Year of release: 2002
Description: this creature stands in a very active position, like it’s ready to jump on its prey. When it’s mint in box, the figure stands with its tail high in the air and its body pointed at the ground, except for its head which looks upwards. Its body is also slightly panned to the right, especially its arms, as if bracing itself for the jump. Unfortunately this is the only position in which this sculpt looks good; in other poses it looks just damned silly, as if being shot or having a seizure of sorts. Also, its head and feet are oversized and, most peculiar, its lower jaw is longer than its upper jaw, as if someone cut of the tip of his skull.
The figure sports a predominantly grey paint job with darker tones of grey mixed in. Other that that it’s got black stripes on its legs and head, and one big stripe all the way from its nose over its back to the tail.
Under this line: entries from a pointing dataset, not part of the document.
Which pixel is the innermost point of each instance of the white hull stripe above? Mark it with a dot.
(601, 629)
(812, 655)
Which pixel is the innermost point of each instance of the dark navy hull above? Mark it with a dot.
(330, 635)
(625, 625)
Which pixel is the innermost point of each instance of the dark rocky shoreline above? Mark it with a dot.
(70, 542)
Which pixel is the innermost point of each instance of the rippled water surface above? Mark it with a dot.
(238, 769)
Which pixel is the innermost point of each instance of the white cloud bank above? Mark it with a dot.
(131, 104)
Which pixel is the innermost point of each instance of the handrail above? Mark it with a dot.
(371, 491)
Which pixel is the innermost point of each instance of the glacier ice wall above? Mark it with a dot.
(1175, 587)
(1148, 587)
On either side of this stripe a smaller blue stripe is found, running from the nose to the base of the tail. These stripes are adorned with orange dots, as are these Raptors facial ridges and “feathers” at the back of the head. The creature’s belly is coloured in a lighter tone of grey, its eyes are orange and its claws are black. A black JP III logo can be found on its left leg, just next to the necessary (according to Hasbro it seems) dino damage wound.
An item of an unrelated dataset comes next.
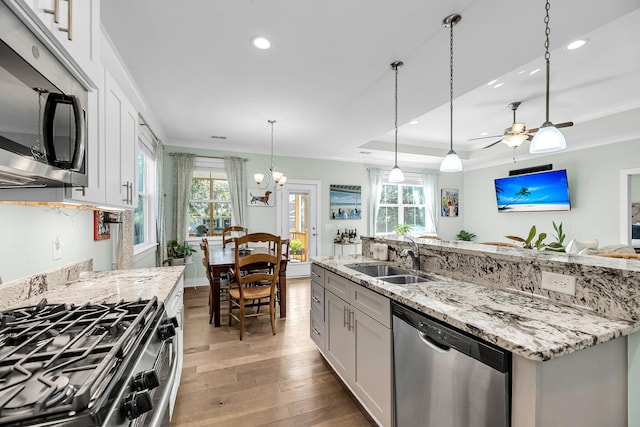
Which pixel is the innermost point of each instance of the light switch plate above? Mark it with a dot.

This wound is all red with one white button in the middle, activating a hissing sound. The other sound can be made by pressing the button on its throat: this sound is a typical Raptor attack shriek. Pushing this button also causes the mouth to open, as if making a biting move.
Analysis: this is a very lame sculpt. The jump posture makes it very hard to make the creature look good in other positions, and thus greatly hinders playability. You might as well leave it mint in box if you got it new, because that’s the only way it looks cool. The figure can hardly stand, unless you have it be supported by its left arm, or you bend the legs back far enough, making its posture look ridiculous. His face is also damned ugly, like it’s deformed or something. And its feet are just way too large. The paint job isn’t very special either: the grey is just dull, even though the colours on the head and back added a nice touch to it. That one little piece of bone sticking out of the wound is very odd, it would have looked better if it was just painted red.
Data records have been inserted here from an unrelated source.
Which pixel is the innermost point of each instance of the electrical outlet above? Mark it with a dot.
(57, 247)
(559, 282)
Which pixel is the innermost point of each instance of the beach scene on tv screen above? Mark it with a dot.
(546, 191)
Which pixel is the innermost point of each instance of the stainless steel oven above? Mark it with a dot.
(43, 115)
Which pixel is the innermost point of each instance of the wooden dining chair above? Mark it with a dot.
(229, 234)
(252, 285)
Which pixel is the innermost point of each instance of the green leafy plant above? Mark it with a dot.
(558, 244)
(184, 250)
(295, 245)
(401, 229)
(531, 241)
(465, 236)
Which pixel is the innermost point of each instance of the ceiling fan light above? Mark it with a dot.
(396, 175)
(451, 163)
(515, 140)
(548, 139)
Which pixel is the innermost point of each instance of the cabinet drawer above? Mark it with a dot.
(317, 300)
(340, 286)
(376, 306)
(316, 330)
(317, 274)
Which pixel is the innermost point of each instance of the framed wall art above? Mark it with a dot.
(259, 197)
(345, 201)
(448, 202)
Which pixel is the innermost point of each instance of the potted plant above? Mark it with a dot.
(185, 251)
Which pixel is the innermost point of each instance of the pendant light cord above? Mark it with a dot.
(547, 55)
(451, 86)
Other downsides are the action features and accompanying sounds. The biting action is the same as with the Wave 1 Rex and Spino, and in this case it also doesn’t look very convincing. The mouth can’t open very far and the button is located at a rather inconvenient spot. The pain growl is activated by the button in yet another stupid dino damage wound which can’t be covered up, so that the Raptor has to go through life with its flank hanging open and its insides exposed. The sounds are unfortunately the same as the ones the Wave 1 Alpha Raptor made, though the sound quality is better. When looking at this figure it’s obvious the JP III Wave 2 dinosaurs provided more of the same instead of offering some originality.
Playability: extremely limited. As commented above, the figure was designed to look cool only when it’s in a jumping posture. Therefore the head, tail and limbs are in a particularly odd position. Though the limbs are poseable they don’t make the figure look better in other poses. The biting action doesn’t add much either, nor does the wound. Even the sounds don’t provide anything new, since they’re the same as the earlier electronic Raptor model’s. Also, if you want the electronics to be kept in working order, you shouldn’t play too rough with it.
Realism: fortunately none of the JP III Raptors looked like this, otherwise people would really have complained about JP III’s lesser dinosaur effects. Though the Raptors assumed similar positions when about to jump on someone, they at least looked good in other poses as well. They also didn’t sport this somewhat monotonous paint job. Still, this figure is recognizable as a Velociraptor, mostly because of the sounds and the head (lower jaw excluded in comparison). The figure is far from paleontologically correct: compared to the human figures it’s way oversized. Also, its upper jaw is too long, its feet too big, and the sickle like claw on the toe is stuck far too much on the side of the foot.
Repaint: fortunately this figure never got repainted, though a repaint was considered for the JP III Camo-Xtreme line (the Tropical/Swamp Raptor).
Overall rating: 3/10. This is a very crappy figure. I recommend it only to completists like myself who collect them all. To other people I would say: none of the JP III Raptor figures are really good, but the others are way better than this one. Like all Wave 2 dinosaurs, it’s somewhat rarer than the Wave 1 electronic figures (in some territories even quite hard to find), but in this case that’s no loss.